3. Ask about advancement opportunities to avoid becoming a boomerang employee.
It’s important to find out if there’s room for growth in the new company or training and education that can help you advance your career, Ashie says.
4. Learn about the company culture.
“If someone says, ‘We’re like a family here,’ that’s a red flag,” Ashie says. “That usually means you can’t get rid of someone even if the budget isn’t there or they’re not doing a great job.”
Ashie recommends paying attention to companies when they lay off large numbers of people. How the company handled it can be an indication of how they treat all employees.
How to be a successful boomerang employee
Not every employer is open to welcoming back former employees with open arms, Llopis says.
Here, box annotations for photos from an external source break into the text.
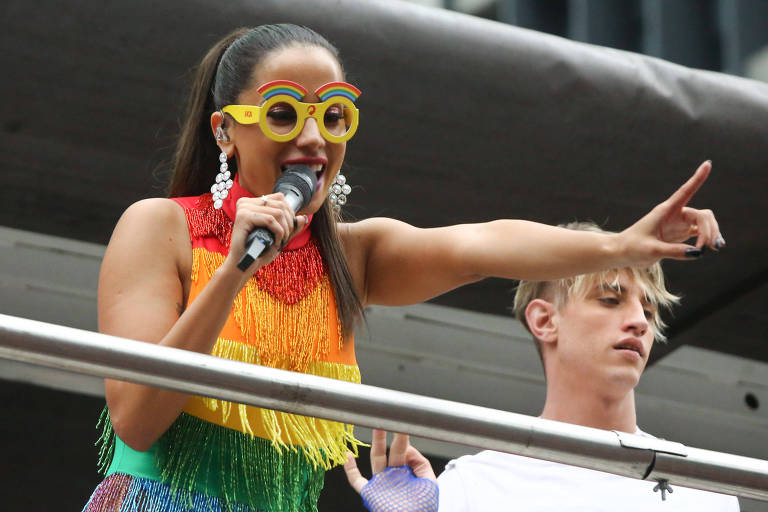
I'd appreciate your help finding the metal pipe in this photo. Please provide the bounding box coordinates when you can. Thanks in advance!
[0,315,768,501]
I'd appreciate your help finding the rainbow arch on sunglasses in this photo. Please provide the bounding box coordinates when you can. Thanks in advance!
[315,82,361,101]
[258,80,307,101]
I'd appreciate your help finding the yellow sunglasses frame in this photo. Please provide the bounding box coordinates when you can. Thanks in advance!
[221,94,360,143]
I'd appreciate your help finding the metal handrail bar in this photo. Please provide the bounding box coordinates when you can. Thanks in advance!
[0,315,768,501]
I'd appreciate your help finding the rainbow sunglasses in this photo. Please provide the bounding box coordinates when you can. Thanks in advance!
[221,80,360,142]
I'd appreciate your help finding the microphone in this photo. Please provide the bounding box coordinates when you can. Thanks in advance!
[237,164,317,271]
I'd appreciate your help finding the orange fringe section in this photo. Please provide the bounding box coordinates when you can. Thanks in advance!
[187,248,363,469]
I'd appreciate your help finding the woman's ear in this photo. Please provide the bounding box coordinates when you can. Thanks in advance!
[525,299,557,343]
[211,110,235,157]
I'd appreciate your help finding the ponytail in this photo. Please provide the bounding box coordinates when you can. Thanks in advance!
[168,28,248,197]
[168,24,364,338]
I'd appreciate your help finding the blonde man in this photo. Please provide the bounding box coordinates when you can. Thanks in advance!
[345,223,739,512]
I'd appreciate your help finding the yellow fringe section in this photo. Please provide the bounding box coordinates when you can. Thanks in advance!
[185,248,363,469]
[187,339,362,469]
[192,249,344,372]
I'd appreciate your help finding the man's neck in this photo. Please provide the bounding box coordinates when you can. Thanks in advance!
[541,382,637,433]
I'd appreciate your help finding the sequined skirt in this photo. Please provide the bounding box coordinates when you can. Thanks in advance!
[83,473,264,512]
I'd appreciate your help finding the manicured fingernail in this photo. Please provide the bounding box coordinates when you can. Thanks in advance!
[715,236,725,249]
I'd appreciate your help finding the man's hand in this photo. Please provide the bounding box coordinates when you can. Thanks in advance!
[344,430,438,512]
[619,161,725,266]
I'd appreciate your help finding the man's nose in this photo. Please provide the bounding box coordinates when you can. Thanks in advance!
[625,301,649,336]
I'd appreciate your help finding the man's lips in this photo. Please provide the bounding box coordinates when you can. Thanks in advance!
[613,337,645,358]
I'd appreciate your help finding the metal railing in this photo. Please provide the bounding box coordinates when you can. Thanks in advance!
[0,315,768,501]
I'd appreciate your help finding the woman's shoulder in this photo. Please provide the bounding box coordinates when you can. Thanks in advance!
[119,197,184,228]
[110,197,189,250]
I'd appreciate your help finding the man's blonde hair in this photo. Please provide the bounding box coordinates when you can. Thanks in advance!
[512,222,680,362]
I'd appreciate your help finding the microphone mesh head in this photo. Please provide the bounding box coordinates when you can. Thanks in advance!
[272,164,317,209]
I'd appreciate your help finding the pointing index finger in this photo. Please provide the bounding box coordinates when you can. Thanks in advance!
[667,160,712,208]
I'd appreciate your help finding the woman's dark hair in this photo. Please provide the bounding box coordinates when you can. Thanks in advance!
[168,24,363,337]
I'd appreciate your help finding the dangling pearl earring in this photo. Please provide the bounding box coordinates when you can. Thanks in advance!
[211,150,233,210]
[328,173,352,212]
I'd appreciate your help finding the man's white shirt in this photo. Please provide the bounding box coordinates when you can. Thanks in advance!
[438,451,739,512]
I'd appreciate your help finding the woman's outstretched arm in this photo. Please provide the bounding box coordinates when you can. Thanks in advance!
[348,162,725,305]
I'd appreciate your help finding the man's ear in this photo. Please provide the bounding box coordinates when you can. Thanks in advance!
[211,110,235,157]
[525,299,557,343]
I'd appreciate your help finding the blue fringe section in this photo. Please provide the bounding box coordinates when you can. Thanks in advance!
[83,473,266,512]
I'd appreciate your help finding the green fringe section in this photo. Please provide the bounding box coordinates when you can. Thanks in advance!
[99,408,325,512]
[95,405,115,475]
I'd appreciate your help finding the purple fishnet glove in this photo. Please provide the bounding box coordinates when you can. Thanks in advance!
[360,466,439,512]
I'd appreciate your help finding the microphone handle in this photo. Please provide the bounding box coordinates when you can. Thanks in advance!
[237,190,303,272]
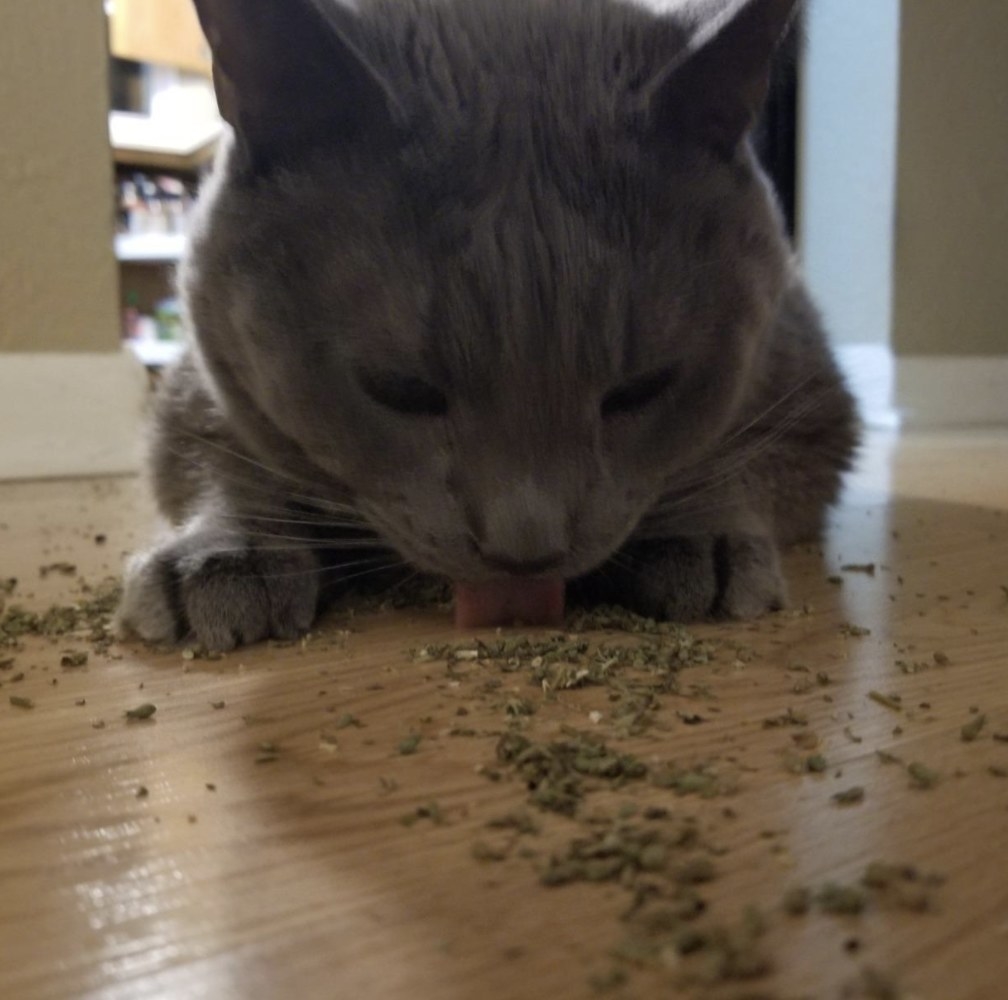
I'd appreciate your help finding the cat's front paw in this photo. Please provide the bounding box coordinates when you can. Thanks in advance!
[575,534,787,622]
[117,532,319,650]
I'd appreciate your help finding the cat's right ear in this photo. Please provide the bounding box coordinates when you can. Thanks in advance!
[647,0,798,158]
[195,0,400,166]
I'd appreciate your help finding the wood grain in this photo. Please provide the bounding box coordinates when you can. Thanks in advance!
[0,433,1008,1000]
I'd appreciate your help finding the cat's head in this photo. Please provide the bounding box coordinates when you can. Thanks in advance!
[182,0,793,581]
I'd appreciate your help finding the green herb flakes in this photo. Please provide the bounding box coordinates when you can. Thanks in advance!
[124,702,157,722]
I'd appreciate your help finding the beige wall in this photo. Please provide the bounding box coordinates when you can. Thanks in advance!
[893,0,1008,355]
[0,0,118,352]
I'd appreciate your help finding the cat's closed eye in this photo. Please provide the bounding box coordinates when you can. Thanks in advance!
[358,372,448,416]
[602,368,676,417]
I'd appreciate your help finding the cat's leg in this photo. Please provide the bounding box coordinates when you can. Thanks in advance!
[117,515,320,650]
[572,532,787,621]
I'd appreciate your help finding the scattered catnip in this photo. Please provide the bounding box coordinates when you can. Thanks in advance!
[124,702,157,722]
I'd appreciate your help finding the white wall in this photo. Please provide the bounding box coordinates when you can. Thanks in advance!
[797,0,900,346]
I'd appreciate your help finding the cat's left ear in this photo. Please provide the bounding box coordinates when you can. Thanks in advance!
[648,0,799,157]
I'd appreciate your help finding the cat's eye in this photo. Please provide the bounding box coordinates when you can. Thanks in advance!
[360,372,448,416]
[602,368,675,417]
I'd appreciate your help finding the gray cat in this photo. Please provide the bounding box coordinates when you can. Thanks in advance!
[120,0,857,649]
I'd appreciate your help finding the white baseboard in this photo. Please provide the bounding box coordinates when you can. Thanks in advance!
[0,351,148,480]
[836,344,1008,429]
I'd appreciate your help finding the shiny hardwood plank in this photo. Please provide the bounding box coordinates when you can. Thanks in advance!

So, how can you set yourself up to potentially become a boomerang employee?
1. Leave on good terms.
“Give a decent notice—at least two weeks—out of respect for your employer,” Ashie says. “If you’ve left your job in a decent way, it’s easier to go back.”
2. Maintain your relationships with every former employer.
It is relatively simple through LinkedIn and other social media platforms. “It’s much easier to ask for a job if you’ve been in touch periodically with former colleagues, managers and the business owner,” Ashie says. “This is a lot harder if you didn’t build strong relationships while you were there.”
3. Be transparent about why you want to return as a boomerang employee.
“The employer will want to know why you left them and what’s bringing you back,” Llopis says. “You need to have a legitimate reason to return, not just that this is an interim position because you need a paycheck while you look for the next position.”
While it’s not a great idea to jump from one company to another annually, Stripling believes a boomerang can be good for your resume and reputation.
“A diversified candidate who’s expanded their experience and is bringing it back to their previous employer can add value,” he says.
Being (and hiring) a boomerang employee can be a positive experience for both sides, provided each takes a careful look at how they can fit back together in a more productive way.